Educational Objective
- understand to deal with and preprocess very large datasets
- implement parallel algorithms using Map/Reduce
- find most efficient solutions
- work with real-world cloud, deal with resource constraints
- autonomous teamwork
Requirements
- You are expected to show up in all sessions and personal meetings.
- You have to design and implement Map/Reduce solutions in Java.
- Give a talk about your solutions. Your fellow students are asked to discuss and comment your work and results.
- Submit a report (5 pages) on your solutions. The report should document, discuss and evaluate your solutions, showing strengths and weaknesses, your suggestions and comments ...

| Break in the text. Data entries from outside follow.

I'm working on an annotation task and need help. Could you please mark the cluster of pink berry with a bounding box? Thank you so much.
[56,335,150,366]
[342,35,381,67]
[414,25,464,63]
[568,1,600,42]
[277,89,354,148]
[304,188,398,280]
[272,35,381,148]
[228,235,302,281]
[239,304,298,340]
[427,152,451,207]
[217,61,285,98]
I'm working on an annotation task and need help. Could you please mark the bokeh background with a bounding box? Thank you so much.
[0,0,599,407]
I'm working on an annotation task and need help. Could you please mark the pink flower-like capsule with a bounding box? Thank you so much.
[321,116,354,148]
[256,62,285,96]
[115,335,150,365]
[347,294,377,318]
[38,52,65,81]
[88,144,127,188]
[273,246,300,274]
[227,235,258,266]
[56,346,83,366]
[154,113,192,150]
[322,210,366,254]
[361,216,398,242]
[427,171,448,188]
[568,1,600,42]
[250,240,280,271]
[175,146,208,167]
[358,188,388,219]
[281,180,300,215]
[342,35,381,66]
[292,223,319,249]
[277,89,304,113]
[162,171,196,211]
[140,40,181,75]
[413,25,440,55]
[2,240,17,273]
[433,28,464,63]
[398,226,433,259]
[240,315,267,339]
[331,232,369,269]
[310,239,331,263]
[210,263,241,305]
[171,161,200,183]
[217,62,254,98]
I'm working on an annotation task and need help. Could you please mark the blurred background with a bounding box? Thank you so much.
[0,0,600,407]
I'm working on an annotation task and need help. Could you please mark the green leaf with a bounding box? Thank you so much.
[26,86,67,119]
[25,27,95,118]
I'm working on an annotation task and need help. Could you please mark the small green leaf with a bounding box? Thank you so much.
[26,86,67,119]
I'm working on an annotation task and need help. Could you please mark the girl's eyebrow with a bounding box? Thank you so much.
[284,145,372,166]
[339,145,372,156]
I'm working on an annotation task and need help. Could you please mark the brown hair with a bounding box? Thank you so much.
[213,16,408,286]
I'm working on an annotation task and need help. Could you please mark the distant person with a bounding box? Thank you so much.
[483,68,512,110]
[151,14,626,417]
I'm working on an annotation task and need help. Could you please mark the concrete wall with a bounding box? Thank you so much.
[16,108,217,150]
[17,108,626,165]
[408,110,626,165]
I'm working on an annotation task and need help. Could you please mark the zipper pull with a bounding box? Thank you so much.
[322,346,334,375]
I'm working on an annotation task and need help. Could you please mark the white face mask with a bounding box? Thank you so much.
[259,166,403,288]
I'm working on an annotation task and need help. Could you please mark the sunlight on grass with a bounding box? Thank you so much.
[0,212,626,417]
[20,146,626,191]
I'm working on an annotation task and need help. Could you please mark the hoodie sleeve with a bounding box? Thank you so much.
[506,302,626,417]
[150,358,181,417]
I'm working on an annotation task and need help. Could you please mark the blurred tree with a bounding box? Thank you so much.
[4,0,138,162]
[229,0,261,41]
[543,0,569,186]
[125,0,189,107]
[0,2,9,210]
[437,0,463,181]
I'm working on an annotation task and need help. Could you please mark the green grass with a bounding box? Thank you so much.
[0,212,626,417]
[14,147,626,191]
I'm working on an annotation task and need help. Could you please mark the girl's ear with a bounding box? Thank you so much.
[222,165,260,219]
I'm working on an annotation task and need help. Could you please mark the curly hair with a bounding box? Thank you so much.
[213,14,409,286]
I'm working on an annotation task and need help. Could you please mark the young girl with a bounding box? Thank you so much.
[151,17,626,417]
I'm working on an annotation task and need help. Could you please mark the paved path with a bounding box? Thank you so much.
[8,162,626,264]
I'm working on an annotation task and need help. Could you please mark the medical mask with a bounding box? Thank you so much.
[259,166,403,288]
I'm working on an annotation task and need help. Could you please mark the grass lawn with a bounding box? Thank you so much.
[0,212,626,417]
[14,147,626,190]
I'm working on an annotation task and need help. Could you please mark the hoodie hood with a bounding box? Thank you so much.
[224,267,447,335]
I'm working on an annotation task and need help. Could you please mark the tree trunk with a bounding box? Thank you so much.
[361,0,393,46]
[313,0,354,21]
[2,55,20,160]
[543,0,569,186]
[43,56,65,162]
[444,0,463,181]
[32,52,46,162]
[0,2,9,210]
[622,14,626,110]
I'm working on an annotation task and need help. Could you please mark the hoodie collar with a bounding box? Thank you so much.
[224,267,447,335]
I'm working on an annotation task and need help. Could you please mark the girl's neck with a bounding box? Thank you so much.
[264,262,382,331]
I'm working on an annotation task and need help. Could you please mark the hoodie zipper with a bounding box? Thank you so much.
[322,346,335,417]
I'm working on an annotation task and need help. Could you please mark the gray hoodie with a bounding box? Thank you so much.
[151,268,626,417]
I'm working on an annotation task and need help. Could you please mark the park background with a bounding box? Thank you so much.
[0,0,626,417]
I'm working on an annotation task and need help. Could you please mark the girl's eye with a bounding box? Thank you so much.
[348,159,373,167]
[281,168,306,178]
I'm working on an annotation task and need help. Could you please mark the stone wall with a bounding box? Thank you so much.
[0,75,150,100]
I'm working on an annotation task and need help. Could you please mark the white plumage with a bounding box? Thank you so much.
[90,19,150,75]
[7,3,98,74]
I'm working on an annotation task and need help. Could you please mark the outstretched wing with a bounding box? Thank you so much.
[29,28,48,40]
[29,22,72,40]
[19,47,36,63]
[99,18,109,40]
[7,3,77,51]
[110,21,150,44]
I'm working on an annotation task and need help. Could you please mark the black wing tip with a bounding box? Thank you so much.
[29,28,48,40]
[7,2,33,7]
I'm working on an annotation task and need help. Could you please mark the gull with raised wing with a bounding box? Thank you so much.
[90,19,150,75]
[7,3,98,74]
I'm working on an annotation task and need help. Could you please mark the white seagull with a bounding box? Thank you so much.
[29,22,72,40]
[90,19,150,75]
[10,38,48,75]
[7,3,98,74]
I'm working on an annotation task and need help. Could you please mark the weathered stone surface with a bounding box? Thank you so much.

- Your final grade is affected by your implementation, its efficiency, your talk, your report, your participation in discussions and your attendance.
Schedule
| Date | Topic | Slides |
| 22.04. |
| |
| 26.04. |
| |
| 06.05. |
| ReferenceSheet |
| 10.06. |
| |
| 17.06. |
| |
| 22.07. |
| Richter/Thiele |
| 23.07. |
| |
| 31.08. |
|
Hadoop Cluster Assignment
| Date | Team | |
|---|---|---|
| 17.-20.5. | Dandy Fenz, Matthias Pohl | |
| 21.-24.5. | Matthias Jacob, Eyk Kny | |
| 25.-28.5. | Benjamin Karran, Richard Metzler | |
| 29.5.-1.6. | Martin Linkhorst, Stefan Wehrmeyer | |
| 2.-5.6 | Dandy Fenz, Matthias Pohl | |
| 6.-9.6. | Matthias Jacob, Eyk Kny | |
| 10.-13.6. | Benjamin Karran, Richard Metzler | |
| 14.-17.6. | Martin Linkhorst, Stefan Wehrmeyer | |
| 18.-19.6. | Dandy Fenz, Matthias Pohl | |
| 20.-21.6. | Matthias Jacob, Eyk Kny | |
| 22.-23.6. | Benjamin Karran, Richard Metzler | |
| 24.-25.6. | Martin Linkhorst, Stefan Wehrmeyer |
Feel free to ask your fellow students for swapping time slots.